In a small bowl, combine the cocoa powder and hot water and whisk until smooth. In another medium bowl combine the flour, baking soda, baking powder, and salt, and whisk to blend. Combine the butter and sugar in a medium saucepan set over medium heat. Cook, stirring occasionally, until the mixture is smooth and the butter is completely melted. Transfer the mixture to the bowl of an electric mixer and beat on medium-low speed until the mixture is cool, about 4-5 minutes. Add the eggs one at a time, mixing well after each addition and scraping down the sides of the bowl as needed. Blend in the vanilla and then the cocoa mixture until smooth. With the mixer on low speed, add the flour mixture in three additions alternating with the sour cream, beginning and ending with the dry ingredients and mixing each addition just until incorporated.

Divide the batter evenly between the prepared liners, filling each about ¾-full. Bake until a toothpick inserted in the center comes out clean, about 18 minutes, rotating the pans halfway through baking. Let cool in the pan about 5-10 minutes, then transfer to a wire rack to cool completely.

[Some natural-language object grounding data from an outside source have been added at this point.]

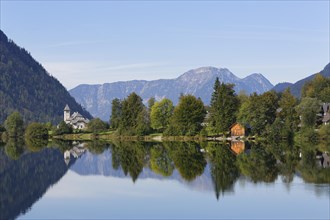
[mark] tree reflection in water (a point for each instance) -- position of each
(38, 167)
(224, 171)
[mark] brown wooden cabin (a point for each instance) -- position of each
(238, 130)
(237, 146)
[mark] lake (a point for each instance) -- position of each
(173, 180)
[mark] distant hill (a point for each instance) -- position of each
(198, 82)
(280, 87)
(26, 87)
(296, 87)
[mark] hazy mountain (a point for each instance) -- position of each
(296, 87)
(26, 87)
(198, 82)
(280, 87)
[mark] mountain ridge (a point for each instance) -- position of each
(199, 82)
(296, 87)
(26, 87)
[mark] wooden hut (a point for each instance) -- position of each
(238, 130)
(237, 146)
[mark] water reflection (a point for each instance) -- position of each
(24, 181)
(207, 166)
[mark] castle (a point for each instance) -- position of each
(76, 119)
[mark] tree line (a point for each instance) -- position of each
(268, 114)
(271, 114)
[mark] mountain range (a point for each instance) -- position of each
(26, 87)
(198, 82)
(295, 88)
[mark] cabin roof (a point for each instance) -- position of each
(66, 108)
(326, 117)
(243, 125)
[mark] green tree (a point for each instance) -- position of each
(132, 107)
(187, 116)
(308, 109)
(288, 113)
(160, 115)
(14, 125)
(259, 111)
(116, 113)
(143, 123)
(318, 88)
(287, 119)
(96, 125)
(223, 108)
(151, 103)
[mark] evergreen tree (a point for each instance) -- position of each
(151, 102)
(161, 113)
(308, 109)
(224, 105)
(143, 123)
(14, 125)
(116, 113)
(187, 116)
(318, 88)
(287, 112)
(259, 111)
(132, 107)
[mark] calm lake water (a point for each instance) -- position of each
(163, 180)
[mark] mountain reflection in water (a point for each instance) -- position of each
(25, 176)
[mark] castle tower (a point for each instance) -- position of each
(66, 113)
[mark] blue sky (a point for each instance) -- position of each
(106, 41)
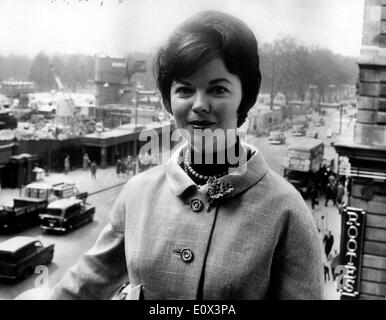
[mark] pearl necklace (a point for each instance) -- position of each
(188, 168)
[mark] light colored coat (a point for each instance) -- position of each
(260, 242)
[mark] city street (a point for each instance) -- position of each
(71, 246)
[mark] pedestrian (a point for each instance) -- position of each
(123, 167)
(334, 262)
(66, 164)
(118, 167)
(313, 196)
(93, 168)
(197, 227)
(328, 242)
(330, 193)
(340, 193)
(86, 161)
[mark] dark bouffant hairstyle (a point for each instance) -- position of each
(205, 36)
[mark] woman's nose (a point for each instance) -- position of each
(201, 103)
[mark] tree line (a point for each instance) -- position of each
(286, 66)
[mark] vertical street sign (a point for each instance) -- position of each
(353, 230)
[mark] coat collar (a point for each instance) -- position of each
(241, 178)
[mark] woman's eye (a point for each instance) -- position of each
(183, 91)
(218, 90)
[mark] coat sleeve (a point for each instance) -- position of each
(297, 270)
(103, 268)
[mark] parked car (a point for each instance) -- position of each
(312, 134)
(66, 214)
(276, 137)
(298, 130)
(41, 190)
(20, 255)
(24, 213)
(319, 122)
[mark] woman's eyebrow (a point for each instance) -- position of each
(214, 81)
(185, 82)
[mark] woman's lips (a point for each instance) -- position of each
(201, 124)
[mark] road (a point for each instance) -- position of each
(68, 247)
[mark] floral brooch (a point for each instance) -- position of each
(217, 189)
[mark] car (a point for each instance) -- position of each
(276, 137)
(23, 214)
(66, 214)
(19, 256)
(298, 130)
(41, 190)
(319, 122)
(312, 134)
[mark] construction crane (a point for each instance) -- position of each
(70, 104)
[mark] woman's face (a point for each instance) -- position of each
(205, 104)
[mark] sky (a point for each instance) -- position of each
(115, 27)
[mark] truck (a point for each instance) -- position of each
(19, 256)
(24, 213)
(52, 192)
(304, 158)
(66, 214)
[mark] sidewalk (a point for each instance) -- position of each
(105, 178)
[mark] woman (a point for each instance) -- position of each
(214, 222)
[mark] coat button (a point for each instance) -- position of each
(196, 205)
(187, 255)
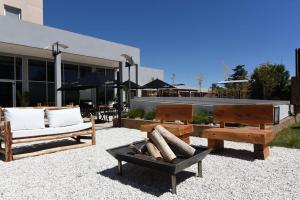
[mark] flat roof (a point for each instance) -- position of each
(26, 38)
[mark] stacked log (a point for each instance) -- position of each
(160, 145)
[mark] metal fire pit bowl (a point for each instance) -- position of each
(124, 153)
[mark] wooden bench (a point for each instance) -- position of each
(246, 115)
(167, 112)
(7, 139)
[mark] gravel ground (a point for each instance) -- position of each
(90, 173)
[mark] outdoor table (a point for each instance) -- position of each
(124, 153)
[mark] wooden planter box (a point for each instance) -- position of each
(136, 124)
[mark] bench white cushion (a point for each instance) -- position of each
(51, 131)
(25, 118)
(64, 117)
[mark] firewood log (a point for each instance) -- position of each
(166, 152)
(153, 151)
(175, 141)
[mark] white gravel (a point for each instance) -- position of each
(90, 173)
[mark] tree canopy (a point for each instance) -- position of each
(270, 81)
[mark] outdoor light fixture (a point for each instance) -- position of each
(128, 63)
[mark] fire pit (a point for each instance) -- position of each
(127, 154)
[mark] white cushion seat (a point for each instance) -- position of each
(51, 131)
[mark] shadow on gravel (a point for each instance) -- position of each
(236, 153)
(25, 148)
(147, 180)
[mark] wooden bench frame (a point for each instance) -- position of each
(172, 112)
(7, 139)
(244, 114)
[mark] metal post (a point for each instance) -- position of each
(57, 70)
(129, 87)
(200, 169)
(173, 181)
(119, 167)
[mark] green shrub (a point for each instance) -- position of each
(136, 112)
(150, 115)
(202, 117)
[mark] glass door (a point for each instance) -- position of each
(7, 94)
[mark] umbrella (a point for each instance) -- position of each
(157, 84)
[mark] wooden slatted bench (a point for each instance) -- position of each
(242, 114)
(168, 112)
(7, 139)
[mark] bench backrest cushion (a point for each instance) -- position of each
(25, 118)
(244, 114)
(64, 117)
(171, 112)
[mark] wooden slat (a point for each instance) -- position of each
(239, 135)
(244, 114)
(52, 150)
(176, 129)
(168, 112)
(51, 137)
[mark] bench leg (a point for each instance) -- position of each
(185, 138)
(173, 181)
(200, 169)
(261, 151)
(215, 144)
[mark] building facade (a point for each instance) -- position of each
(30, 74)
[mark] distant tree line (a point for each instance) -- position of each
(268, 81)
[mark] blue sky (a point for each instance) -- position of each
(188, 37)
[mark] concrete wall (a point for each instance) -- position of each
(39, 37)
(32, 10)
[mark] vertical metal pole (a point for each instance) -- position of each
(200, 169)
(129, 87)
(119, 94)
(137, 78)
(173, 181)
(57, 68)
(120, 167)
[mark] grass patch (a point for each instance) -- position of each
(288, 137)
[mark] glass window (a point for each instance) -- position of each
(18, 68)
(37, 70)
(6, 67)
(37, 93)
(12, 12)
(50, 71)
(71, 96)
(70, 73)
(84, 70)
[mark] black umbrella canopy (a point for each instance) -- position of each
(91, 80)
(157, 84)
(132, 85)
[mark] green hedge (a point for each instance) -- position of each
(136, 112)
(202, 117)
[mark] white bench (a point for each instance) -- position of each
(25, 125)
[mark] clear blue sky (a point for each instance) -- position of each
(187, 37)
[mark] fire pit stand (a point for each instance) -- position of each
(124, 153)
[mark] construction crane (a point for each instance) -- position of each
(226, 70)
(200, 79)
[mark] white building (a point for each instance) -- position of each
(27, 63)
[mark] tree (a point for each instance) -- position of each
(238, 90)
(270, 81)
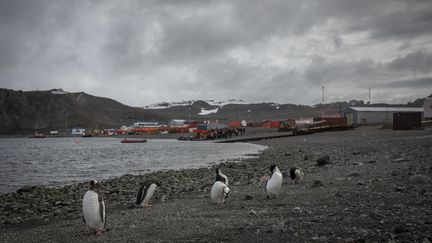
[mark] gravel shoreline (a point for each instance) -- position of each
(376, 188)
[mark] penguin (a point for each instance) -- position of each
(220, 176)
(145, 193)
(296, 174)
(94, 209)
(219, 192)
(274, 184)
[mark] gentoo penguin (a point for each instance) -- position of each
(296, 174)
(220, 176)
(146, 192)
(274, 184)
(219, 192)
(94, 208)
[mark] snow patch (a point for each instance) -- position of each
(220, 104)
(207, 112)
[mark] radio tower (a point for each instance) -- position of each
(323, 95)
(369, 95)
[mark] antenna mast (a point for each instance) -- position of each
(322, 94)
(369, 94)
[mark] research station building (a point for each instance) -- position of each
(377, 115)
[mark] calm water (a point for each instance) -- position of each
(60, 161)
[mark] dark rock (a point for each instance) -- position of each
(399, 189)
(317, 183)
(398, 160)
(376, 216)
(420, 179)
(323, 161)
(25, 189)
(354, 174)
(361, 183)
(401, 229)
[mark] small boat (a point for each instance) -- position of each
(134, 140)
(38, 135)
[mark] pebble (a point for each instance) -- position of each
(401, 229)
(398, 160)
(420, 179)
(317, 183)
(399, 189)
(354, 174)
(325, 160)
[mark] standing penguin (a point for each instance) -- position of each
(94, 208)
(145, 193)
(220, 176)
(219, 192)
(274, 184)
(296, 174)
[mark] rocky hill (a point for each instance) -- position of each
(25, 112)
(203, 110)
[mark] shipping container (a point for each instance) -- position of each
(406, 120)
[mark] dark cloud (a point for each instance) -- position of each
(418, 62)
(423, 82)
(284, 50)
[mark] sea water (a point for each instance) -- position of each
(61, 161)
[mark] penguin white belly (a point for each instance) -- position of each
(149, 194)
(219, 192)
(92, 211)
(274, 184)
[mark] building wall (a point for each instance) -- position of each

To make the frosting, combine the egg whites, sugar and cream of tartar in a bowl set over a pan of a few inches of simmering water. (Note: I use my clean, dry mixer bowl right off the bat to avoid dirtying two bowls.) Heat the mixture, whisking frequently, until it reaches 160° F with an instant-read thermometer. Transfer the mixture to the bowl of an electric mixer fitted with the whisk attachment. Whisk starting at low speed and gradually increasing to medium-high speed until stiff, glossy peaks form. Mix in the vanilla until combined. Transfer the frosting to a pastry bag fitted with a decorative tip. Brown with a kitchen torch and garnish with chocolate and graham cracker pieces if wanted.